Литмир - Электронная Библиотека

Он протянул руку, опёрся на своего провожатого, и они пошли, и скоро растворились во тьме, затерялись в путанице палаток, исчезли, как будто и не приходили.

— Был ли это Калхас? — шепнул Эвриал. — Может, это являлся Бог, только принявший облик гадателя? Или это сон, и мы просто снимся друг другу?

Море дышало. Лагерь спал, залитый холодным светом, и лишь по границам его кое-где горели сторожевые костры…

Не сном ли всё это было?

Пышный дворец Менелая, дом, принятый им от родителей, сложенный из тяжёлых камней и снаружи похожий на каменный кремль, а изнутри — нарядный, выбеленный, со многими цветными росписями по стенам. В его углах лежали вековые богатства, драгоценная посуда и оружие, кладовые ломились от бронзы, серебра, янтаря, слоновой кости и редкостного железа…

А в середине дома — открытый двор, крыша поддерживается колоннами, а в широкий квадратный проём вверху вьётся дым от никогда не гаснущего костра.

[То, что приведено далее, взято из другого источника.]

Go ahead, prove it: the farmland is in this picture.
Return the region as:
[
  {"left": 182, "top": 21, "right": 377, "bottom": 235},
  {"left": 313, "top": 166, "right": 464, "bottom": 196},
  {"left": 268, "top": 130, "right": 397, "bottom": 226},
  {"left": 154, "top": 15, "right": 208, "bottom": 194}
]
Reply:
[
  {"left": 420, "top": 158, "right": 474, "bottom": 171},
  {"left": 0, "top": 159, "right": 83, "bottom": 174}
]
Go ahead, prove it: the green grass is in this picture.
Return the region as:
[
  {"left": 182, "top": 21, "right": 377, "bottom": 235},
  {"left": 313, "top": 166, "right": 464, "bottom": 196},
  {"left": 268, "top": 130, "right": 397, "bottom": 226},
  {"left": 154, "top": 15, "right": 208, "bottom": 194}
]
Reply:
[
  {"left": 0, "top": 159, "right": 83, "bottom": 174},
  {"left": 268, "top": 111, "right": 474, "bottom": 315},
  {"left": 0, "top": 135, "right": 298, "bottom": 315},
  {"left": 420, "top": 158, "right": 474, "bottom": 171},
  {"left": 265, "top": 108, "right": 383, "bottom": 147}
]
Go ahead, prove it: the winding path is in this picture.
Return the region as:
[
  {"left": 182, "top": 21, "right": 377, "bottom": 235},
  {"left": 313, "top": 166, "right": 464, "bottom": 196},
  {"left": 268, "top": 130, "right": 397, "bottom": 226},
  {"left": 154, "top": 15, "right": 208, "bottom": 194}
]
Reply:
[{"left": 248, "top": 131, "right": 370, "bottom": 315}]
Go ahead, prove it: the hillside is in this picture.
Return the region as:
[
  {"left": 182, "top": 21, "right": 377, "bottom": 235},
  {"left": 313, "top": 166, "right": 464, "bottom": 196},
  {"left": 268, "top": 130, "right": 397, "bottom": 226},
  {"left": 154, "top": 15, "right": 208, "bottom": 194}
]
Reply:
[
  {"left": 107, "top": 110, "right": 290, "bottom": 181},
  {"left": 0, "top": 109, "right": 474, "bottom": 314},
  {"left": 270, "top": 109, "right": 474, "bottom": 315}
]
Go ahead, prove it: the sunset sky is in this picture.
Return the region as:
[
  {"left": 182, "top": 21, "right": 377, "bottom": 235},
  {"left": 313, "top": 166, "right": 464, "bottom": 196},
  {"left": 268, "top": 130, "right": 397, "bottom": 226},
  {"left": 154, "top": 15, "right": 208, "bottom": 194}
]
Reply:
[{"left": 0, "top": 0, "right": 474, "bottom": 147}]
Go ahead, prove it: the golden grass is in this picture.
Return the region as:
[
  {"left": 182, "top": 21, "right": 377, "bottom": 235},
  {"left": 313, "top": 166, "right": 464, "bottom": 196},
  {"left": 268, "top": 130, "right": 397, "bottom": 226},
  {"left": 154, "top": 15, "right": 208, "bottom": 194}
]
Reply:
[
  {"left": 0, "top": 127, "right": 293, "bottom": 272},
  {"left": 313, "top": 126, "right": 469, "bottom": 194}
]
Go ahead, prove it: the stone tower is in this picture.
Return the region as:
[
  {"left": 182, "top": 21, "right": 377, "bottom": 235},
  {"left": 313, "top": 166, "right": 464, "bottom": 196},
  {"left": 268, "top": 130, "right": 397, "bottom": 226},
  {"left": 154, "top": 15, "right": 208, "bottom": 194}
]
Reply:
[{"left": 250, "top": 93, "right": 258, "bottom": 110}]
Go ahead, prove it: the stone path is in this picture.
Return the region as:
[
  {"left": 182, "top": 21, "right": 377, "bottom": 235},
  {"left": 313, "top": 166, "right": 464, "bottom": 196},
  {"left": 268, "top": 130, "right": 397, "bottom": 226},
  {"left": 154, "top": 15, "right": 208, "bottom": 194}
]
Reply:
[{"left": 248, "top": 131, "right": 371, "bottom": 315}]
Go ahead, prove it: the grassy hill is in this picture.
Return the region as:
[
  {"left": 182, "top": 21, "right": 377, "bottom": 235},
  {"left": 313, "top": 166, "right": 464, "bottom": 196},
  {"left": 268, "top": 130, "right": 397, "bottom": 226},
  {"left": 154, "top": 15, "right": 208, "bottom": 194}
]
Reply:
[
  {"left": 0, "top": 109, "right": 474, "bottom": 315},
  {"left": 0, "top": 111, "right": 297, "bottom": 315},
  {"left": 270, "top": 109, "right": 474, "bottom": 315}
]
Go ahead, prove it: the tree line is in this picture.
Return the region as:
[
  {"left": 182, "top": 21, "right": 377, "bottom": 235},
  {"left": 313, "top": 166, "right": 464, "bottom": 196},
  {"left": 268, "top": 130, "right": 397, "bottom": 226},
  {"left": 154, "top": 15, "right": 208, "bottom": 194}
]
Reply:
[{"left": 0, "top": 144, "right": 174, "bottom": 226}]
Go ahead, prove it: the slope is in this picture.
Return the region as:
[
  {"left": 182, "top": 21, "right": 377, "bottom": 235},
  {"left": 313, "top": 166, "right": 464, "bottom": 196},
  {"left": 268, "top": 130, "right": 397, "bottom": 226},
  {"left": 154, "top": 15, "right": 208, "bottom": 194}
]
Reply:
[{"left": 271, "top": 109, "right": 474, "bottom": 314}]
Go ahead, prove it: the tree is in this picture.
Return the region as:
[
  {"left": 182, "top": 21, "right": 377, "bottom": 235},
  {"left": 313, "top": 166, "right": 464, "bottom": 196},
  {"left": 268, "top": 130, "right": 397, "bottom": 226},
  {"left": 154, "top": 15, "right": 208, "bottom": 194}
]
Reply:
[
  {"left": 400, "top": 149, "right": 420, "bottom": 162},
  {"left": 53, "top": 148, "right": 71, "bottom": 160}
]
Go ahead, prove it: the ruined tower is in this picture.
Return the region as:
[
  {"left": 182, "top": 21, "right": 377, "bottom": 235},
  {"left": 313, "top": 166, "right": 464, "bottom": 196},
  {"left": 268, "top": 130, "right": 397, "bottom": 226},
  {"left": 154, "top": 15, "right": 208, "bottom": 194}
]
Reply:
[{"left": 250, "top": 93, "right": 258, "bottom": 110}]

Среди этой роскоши, среди сверкающих бронзой щитов, чеканных треножников, росписей — прошло его детство, здесь с ним возилась его старая нянька, которую он и не называл иначе как Матушка. Она всю жизнь сопровождала его, ухаживала за ним. Незадолго перед свадьбой она омывала его ноги тёплой водой. Пар поднимался из яркой горящей меди. Ещё отцу Менелая принадлежала эта треногая чаша: пришлось отдать за неё нескольких лучших быков.

И Матушка сетовала, что теперь он её забудет ради молодой жены, что Елена слишком красива, и что Менелай может вызвать зависть Богов. А Менелай посмеивался и говорил, что никогда не забудет свою Матушку, а что до Елены… Никакой мужчина не сможет от неё отказаться, если разум его светел.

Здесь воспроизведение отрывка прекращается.